Member of the National Council
- Incumbent
- Assumed office 23 March 2016

Director General of the Social Insurance Institution
- In office 24 July 2017 – 9 September 2020
- Preceded by: Dušan Muňko
- Succeeded by: Juraj Káčer

Deputy Prime Minister for Investment
- In office 26 November 2012 – 2016

Minister of Transport, Posts and Telecommunications of the Slovak Republic
- In office 4 July 2006 – 8 July 2010
- Preceded by: Pavol Prokopovič
- Succeeded by: Ján Figeľ

Personal details
- Born: 15 July 1957 (age 68) Žilina, Czechoslovakia
- Party: Direction – Social Democracy
- Children: 2
- Education: Slovak University of Technology in Bratislava

= Ľubomír Vážny =

Slovak politician (born 1957)

Ľubomír Vážny (born 15 July 1957) is a Slovak politician. He is a former Minister of Transport, Posts and Telecommunications of the Slovak Republic. He served from 4 July 2006 to 8 July 2010. From 2012 to 2016, he was Deputy Prime Minister of the Slovak Republic for Investments. From 24 July 2017 to 9 September 2020, he was the Director General of the Social Insurance Institution.

== Biography ==
Ľubomír Vážny graduated in 1981 from the Slovak Technical University in Bratislava (Faculty of Civil Engineering, Department of Civil Engineering). In 1981-1985 he worked as a site foreman, construction supervisor, independent development worker at Pozemné stavby, š.p. Trnava, 1981-1994 head of the pricing and typing department, head of the TÚ department, technical deputy, director at Stavoinvest HO Banská Bystrica. Since 1994 he was director and managing director of Stavoinvesta s.r.o. Banská Bystrica.
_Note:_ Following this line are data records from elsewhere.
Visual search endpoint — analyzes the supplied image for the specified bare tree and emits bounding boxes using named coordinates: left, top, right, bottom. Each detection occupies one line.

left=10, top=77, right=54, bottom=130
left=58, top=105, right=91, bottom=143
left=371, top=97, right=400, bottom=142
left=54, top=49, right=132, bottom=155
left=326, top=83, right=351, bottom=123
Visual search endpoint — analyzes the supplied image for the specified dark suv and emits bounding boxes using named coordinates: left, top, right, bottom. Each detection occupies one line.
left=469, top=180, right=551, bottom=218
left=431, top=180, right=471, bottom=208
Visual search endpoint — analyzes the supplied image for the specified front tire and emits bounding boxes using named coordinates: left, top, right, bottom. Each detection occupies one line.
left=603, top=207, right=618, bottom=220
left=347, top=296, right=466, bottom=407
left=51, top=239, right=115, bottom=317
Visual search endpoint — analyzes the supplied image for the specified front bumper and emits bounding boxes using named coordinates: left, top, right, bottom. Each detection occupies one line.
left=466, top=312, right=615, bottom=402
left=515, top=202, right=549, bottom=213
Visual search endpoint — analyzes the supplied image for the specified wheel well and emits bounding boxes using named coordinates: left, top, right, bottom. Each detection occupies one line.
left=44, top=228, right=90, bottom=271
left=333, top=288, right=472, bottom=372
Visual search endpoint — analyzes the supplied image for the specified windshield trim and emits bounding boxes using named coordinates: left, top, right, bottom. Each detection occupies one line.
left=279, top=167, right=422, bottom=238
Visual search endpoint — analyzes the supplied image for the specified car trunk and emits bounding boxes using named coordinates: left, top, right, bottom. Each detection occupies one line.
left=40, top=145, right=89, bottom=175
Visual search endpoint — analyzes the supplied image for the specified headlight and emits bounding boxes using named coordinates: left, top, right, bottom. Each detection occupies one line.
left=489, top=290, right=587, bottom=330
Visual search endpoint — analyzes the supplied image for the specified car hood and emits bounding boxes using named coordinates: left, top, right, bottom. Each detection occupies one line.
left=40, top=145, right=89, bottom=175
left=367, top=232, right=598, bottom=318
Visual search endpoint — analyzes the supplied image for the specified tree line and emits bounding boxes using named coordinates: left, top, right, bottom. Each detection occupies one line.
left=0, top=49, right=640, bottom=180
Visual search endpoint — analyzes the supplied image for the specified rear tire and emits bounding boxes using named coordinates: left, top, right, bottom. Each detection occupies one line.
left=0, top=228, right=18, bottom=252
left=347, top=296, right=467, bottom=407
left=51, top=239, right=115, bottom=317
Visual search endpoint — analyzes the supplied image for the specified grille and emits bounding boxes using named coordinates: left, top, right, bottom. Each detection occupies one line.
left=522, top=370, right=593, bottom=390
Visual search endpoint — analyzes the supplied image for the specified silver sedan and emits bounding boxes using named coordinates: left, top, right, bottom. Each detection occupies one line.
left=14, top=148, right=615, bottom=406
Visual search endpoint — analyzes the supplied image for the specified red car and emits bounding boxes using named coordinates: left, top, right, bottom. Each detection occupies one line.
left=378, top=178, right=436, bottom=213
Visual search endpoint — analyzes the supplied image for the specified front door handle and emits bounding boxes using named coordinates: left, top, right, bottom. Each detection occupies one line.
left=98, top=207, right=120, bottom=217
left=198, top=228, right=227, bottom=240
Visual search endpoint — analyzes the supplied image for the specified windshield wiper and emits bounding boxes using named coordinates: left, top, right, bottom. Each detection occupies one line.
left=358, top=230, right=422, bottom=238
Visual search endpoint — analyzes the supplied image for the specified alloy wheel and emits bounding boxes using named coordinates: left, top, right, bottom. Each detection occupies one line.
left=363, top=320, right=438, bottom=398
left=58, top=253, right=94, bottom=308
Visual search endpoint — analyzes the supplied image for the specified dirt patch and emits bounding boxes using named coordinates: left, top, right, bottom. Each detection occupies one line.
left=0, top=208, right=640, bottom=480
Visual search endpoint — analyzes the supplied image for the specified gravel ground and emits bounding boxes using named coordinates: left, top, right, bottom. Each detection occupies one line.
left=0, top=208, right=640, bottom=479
Ľubomír Vážny is a member of the presidium of the Direction - Social Democracy party (SMER) and the shadow minister of transport and construction of this party. He was elected as a Member of the Slovak Parliament in the 2002-2006 election period for SMER, which has been operating under the name SMER - Social Democracy since 1 January 2005. He was vice-chairman of the Committee on the Economy, Privatisation and Entrepreneurship of the National Assembly and a member of the Mandate and Immunity Committee of the National Assembly of the Slovak Republic.

In 2006 he was re-elected as a member of the National Council of the Slovak Republic for the SMER-SD party, from 4 July 2006 to 2010 he was Minister of Transport, Posts and Telecommunications.

In the municipal elections in 2010, he ran for mayor of Banská Bystrica in the electoral coalition of SMER, SNS, ĽS-HZDS. With 10,443 votes he came second, Peter Gogola became mayor with 13,842 votes.